Movie review
December 20, 2023 · 124 min · PG-13
Woke Score
Lower is better
Review
Aquaman and the Lost Kingdom follows Aquaman as he balances life as king of Atlantis, husband, and father while teaming up with his imprisoned half-brother Orm to stop Black Manta. The villain wields a cursed Black Trident that unleashes ancient power, causing greenhouse gas spikes, extreme weather, ocean acidification, and threats to both Atlantis and the surface world. The story highlights family protection, brotherly reconciliation, and a call for global unity through an environmental crisis plot device. Audience-visible elements include a UN address on planetary threats and background climate stakes tied directly to the villain's actions.
Breakdown
These are the editorial factors and ratings behind our score for Aquaman and the Lost Kingdom.
Woke representation / casting
Background diverse supporting roles and extras appear without prominent quotas, swaps, or audience-visible identity signaling. Black Manta casting aligns with long-established comic canon.
Woke political dialogue
Arthur delivers a UN speech urging unity against environmental threats; climate stakes drive the villain's plan but remain fantasy plot mechanics rather than real-world ideological lectures.
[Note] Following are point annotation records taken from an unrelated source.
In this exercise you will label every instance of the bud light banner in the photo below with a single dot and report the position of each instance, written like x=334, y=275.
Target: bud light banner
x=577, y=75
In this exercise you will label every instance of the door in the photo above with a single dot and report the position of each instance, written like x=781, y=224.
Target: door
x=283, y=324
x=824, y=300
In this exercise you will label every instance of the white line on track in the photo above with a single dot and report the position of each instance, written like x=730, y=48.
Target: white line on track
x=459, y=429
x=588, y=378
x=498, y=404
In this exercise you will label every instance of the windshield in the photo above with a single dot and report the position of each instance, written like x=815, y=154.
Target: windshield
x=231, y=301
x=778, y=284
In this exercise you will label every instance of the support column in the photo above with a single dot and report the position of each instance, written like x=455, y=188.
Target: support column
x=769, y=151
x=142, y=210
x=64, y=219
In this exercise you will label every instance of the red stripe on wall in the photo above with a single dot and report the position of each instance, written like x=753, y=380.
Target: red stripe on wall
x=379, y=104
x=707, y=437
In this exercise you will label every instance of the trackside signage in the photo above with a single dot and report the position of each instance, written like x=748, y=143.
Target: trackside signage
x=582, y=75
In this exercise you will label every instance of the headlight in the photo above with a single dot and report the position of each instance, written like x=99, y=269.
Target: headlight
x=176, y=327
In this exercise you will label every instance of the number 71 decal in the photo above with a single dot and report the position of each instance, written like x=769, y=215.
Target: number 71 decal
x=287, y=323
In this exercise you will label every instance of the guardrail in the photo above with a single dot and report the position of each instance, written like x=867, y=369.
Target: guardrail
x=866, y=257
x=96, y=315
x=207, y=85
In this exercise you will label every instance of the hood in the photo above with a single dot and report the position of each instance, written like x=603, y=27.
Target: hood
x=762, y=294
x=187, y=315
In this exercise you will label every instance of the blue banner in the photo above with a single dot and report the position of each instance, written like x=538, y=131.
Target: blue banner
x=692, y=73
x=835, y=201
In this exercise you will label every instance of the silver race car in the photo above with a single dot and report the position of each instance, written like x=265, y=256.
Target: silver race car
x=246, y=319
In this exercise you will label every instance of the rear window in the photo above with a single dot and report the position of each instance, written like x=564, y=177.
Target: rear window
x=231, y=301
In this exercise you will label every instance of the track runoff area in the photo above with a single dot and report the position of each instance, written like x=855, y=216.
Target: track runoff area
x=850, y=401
Identity-driven story themes
Narrative centers on family loyalty, fatherhood, and brotherly redemption with no race, gender, sexuality, or identity-politics arcs.
Western institutional / cultural critique
Villain-caused climate disasters prompt a call to end isolation between worlds; mild environmental stakes exist without targeting capitalism, patriarchy, traditional norms, or Western institutions.
Woke character or canon changes
Not relevant. The film draws from Aquaman comics without reported ideological reinterpretations.
Anti-woke backlash and complaints
Some viewers and reviews noted climate messaging as hamfisted or political, but complaints stayed minor and scattered. Dominant backlash involved Amber Heard's personal controversies, not thematic content. No widespread right-leaning claims of DEI or identity politics.
Creator track record context
Jason Momoa brings mild environmental and cultural advocacy; Thomas Pa'a Sibbett emphasizes Polynesian storytelling; remaining key creatives have clean, non-activist genre histories.